This, "What would Feynman do?" is a question I ask myself whenever I'm trying to figure out some technical problem and I seem to be stuck.

I try to imagine what Richard Feynman would do.

Of course it's a take off on the ever-popular What would Jesus do phenonmenon, but, the WWJD question rarely helps with technical questions.

Actually, when trouble shooting technical problems, the simplest concept which I have found most helpful of all is this:

Compare that which works to that which does not.

It is absolutely amazing how often this simple, stupid, obvious advice will help you out when troubleshooting, for example, network problems.

When trying to fix something, it is too easy to fall into the trap of trying this and that more or less randomly, hoping to stumble upon the solution.

It is usually more efficient to take something which is already working, and slowly make it more and more like that which is not working, changing one thing at a time. As soon as it quits working, whatever you just changed is probably at least one thing that's wrong with whatever it is that you're trying to fix.

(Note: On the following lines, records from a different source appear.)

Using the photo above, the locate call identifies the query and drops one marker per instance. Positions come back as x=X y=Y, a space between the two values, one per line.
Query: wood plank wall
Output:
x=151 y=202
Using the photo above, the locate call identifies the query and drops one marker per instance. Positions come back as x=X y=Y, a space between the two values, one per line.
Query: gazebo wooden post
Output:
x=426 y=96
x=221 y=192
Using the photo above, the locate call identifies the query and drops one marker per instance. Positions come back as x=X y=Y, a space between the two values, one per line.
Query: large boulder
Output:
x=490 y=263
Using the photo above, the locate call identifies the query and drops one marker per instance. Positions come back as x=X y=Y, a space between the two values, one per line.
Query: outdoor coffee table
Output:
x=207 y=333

So the next time you get stuck with some technical problem, try this technique... it doesn't always work, but it can help you out and give you things to try in situations when you otherwise are completely lost. And it works often enough that it astonishes me. Just keep it in the back of your mind, and pull it out whenever you get stuck. It won't always help, but sometimes it does. This trick was taught to me by a wise VMS guru ages ago, and it has stuck with me, and served me well.